It's natural to wonder, "What the heck is going on here?" After all, Andy Kaufman is involved, and any time the oddball comedian/performer/rabble-rouser is involved, you have to wonder.
The latest stunt is a kind of resurrection. It's just the sort of prank you'd figure Kaufman would pull when all seemed lost, buried and largely forgotten.Kaufman -- of "Saturday Night Live" and "Taxi" fame -- soared into the American entertainment heavens, flamed out rather quickly and died young, leaving behind a core of devotees including some big names in comedy. He died at 35 in 1984 of a rare form of lung cancer, and it's fair to say his career had been sputtering years before that.
And yet, here he comes again.
His buddy Bob Zmuda published a memoir in September titled "Andy Kaufman Revealed! Best Friend Tells All," and journalist Bill Zehme published a biography this month titled "Lost in the Funhouse: The Life and Mind of Andy Kaufman." Now, Universal has released its biographical movie "Man on the Moon," directed by Milos Forman and starring Jim Carrey.
Kaufman, the child-man with eyes so blue and round they looked like delftware saucers, cracked a wall between performance art and mainstream comedy.
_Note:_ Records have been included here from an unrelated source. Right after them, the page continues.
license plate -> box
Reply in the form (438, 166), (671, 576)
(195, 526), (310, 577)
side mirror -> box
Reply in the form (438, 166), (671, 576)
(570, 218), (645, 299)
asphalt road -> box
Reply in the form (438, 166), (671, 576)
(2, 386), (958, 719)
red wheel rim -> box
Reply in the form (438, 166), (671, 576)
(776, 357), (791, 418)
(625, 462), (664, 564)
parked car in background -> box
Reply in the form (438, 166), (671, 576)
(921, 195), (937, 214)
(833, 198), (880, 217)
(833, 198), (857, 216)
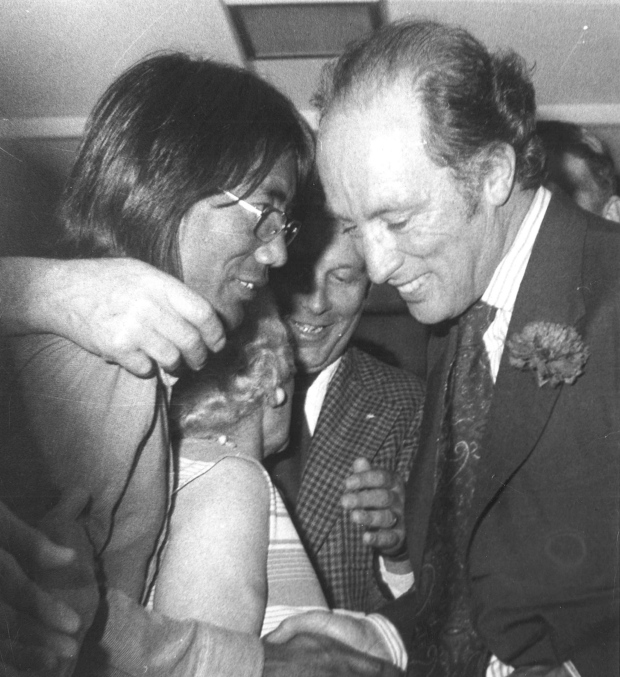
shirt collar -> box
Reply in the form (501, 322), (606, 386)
(305, 356), (343, 434)
(482, 185), (551, 315)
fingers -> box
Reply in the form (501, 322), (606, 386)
(341, 459), (407, 557)
(267, 611), (334, 643)
(0, 549), (81, 637)
(0, 502), (74, 575)
(110, 292), (222, 375)
(47, 258), (226, 377)
(344, 468), (397, 494)
(267, 611), (382, 657)
(0, 638), (60, 672)
(362, 527), (403, 551)
(163, 282), (226, 357)
(0, 600), (79, 661)
(264, 632), (401, 677)
(134, 306), (210, 373)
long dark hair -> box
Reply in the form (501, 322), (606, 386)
(58, 52), (313, 277)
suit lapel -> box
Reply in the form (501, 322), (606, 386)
(471, 194), (587, 522)
(296, 350), (402, 555)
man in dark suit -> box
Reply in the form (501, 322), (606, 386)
(267, 186), (424, 612)
(269, 18), (619, 677)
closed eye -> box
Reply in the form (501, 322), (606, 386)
(386, 218), (412, 232)
(342, 223), (361, 239)
(331, 269), (364, 284)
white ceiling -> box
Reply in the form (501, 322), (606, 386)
(1, 0), (619, 136)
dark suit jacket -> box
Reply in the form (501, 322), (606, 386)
(270, 346), (425, 611)
(382, 193), (620, 676)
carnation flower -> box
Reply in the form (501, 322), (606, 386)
(507, 322), (589, 388)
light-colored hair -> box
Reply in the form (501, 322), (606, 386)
(172, 291), (295, 438)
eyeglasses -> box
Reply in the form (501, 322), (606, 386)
(221, 190), (301, 245)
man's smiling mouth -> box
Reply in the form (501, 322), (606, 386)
(290, 320), (327, 335)
(396, 272), (431, 298)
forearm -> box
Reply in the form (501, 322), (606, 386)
(0, 256), (70, 335)
(97, 588), (264, 677)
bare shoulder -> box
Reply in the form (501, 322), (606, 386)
(174, 455), (270, 519)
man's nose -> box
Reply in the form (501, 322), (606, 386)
(254, 234), (288, 268)
(358, 226), (399, 285)
(302, 285), (330, 315)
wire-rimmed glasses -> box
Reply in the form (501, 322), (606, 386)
(221, 189), (301, 245)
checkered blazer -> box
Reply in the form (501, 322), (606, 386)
(294, 346), (425, 612)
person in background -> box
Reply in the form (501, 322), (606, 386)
(270, 19), (619, 677)
(537, 119), (620, 222)
(267, 177), (424, 612)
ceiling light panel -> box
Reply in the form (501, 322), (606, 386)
(224, 2), (384, 60)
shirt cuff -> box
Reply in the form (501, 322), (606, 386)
(485, 656), (581, 677)
(365, 613), (408, 672)
(378, 556), (415, 599)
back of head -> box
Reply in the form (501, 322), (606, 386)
(172, 290), (295, 438)
(59, 52), (313, 276)
(316, 19), (545, 190)
(537, 120), (618, 216)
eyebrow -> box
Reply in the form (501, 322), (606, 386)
(326, 200), (423, 224)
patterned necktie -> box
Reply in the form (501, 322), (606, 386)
(408, 300), (497, 677)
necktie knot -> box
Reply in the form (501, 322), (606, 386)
(457, 301), (497, 352)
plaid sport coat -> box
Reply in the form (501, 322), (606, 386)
(293, 346), (425, 612)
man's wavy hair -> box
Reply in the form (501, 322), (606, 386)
(315, 19), (545, 193)
(58, 52), (314, 279)
(172, 291), (295, 438)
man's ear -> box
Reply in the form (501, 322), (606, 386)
(483, 143), (516, 207)
(602, 195), (620, 223)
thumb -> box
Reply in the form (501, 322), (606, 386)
(265, 611), (334, 643)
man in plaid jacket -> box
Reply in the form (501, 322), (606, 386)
(267, 185), (425, 611)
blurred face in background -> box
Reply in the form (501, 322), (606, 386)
(272, 216), (370, 374)
(545, 151), (620, 221)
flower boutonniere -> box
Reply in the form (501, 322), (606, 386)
(507, 321), (589, 388)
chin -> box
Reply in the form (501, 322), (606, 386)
(407, 300), (450, 326)
(219, 303), (246, 332)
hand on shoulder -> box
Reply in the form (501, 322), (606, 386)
(2, 257), (225, 377)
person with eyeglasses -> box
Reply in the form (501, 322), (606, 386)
(0, 53), (399, 677)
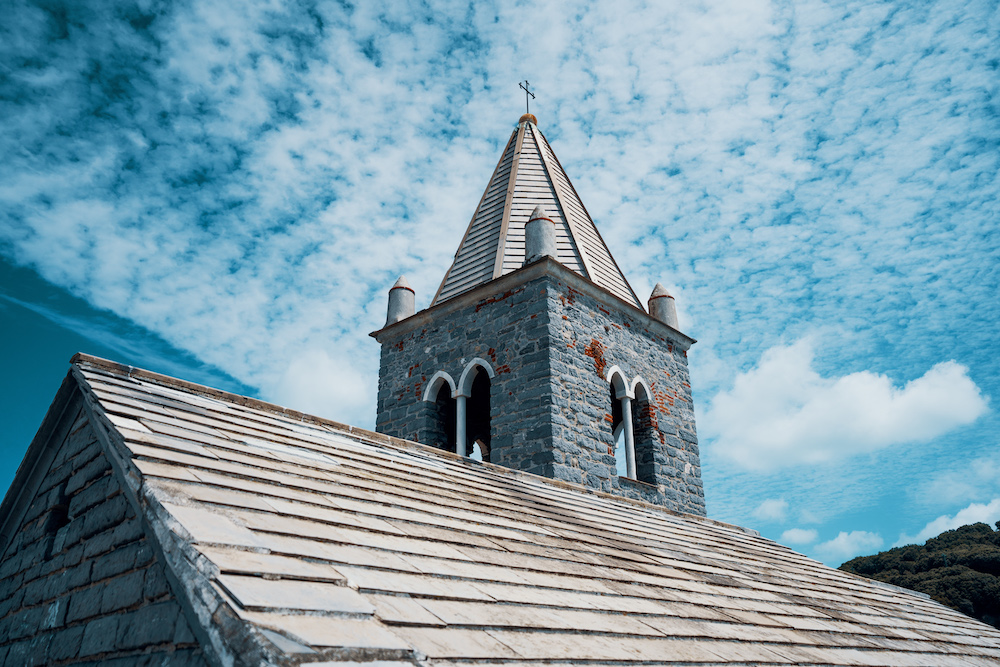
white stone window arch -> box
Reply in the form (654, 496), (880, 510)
(421, 371), (457, 452)
(456, 358), (495, 459)
(458, 358), (496, 397)
(605, 365), (636, 479)
(630, 376), (652, 402)
(421, 371), (457, 403)
(605, 365), (633, 399)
The work he cared most about was everything other than the work he became most known for: portraying Latka Gravas, the good-natured mechanic with the funny accent on "Taxi." Kaufman considered the sitcom too restrictive and beside the point, but the money was good and it made him a star. National audiences saw the "real" Kaufman in such venues as "Saturday Night Live," "The Tonight Show," "Late Night with David Letterman" and on TV specials.
Kaufman wasn't telling jokes, except when he was doing some other guy telling jokes badly. He did imitations, but only when he was doing his trademark Foreign Man doing a dead-on Elvis, or utterly terrible non-impressions of Ed Sullivan, Archie Bunker or Richard Nixon. He was doing show biz, but calling into question the very idea.
By all accounts, Kaufman was sure even as a boy that he would become a big star. Before he had graduated from junior college in Boston, he had in his repertoire the Elvis impression, the Foreign Man, the "Mighty Mouse" bit and his conga drumming -- all the stuff that would make him a national hit.
Through an old family friend he considered an uncle, veteran comedy writer Sam Denoff, Kaufman got some stage time at the Comedy Store in Los Angeles.
"They were stunned," said Denoff, who was there. "Some giggled. Some were like, 'What is this?' "
There were auditions at the Improv and Catch a Rising Star in New York. Kaufman's name was getting around. Nobody had ever seen anything like it, but they wanted to see more. About a year after his performance at the Comedy Store, Kaufman met writer-producer Carl Reiner, who in turn introduced Kaufman to his nephew, talent manager George Shapiro. Crazy Andy was headed for big things.
At best, Kaufman's stuff was considered brilliant. At worst, it seemed calculated to get attention by any means necessary. Even if it meant ignoring his manager's advice by indulging a boyhood obsession with wrestling. Even if it meant fouling up fellow performers on a live broadcast or embarrassing Dinah Shore on her talk show as Tony Clifton, his hostile-Vegas-lounge-performer persona.
One might say Kaufman always stayed in close touch with his inner child, but that would suggest he had cultivated an outer adult. Zehme writes about a descent that took Kaufman from the heights of fame to the point where he had difficulty getting work. Between the wrestling, the increasing prevalence of the obnoxious Clifton persona and embarrassing moments on live television, Kaufman had alienated audiences, club owners and TV executives.
"He became a pariah," Zehme said.
As Zmuda writes it, the plummet was the fulfillment of a particularly Kaufmanesque ambition: "His desire to succeed at failure had come full circle."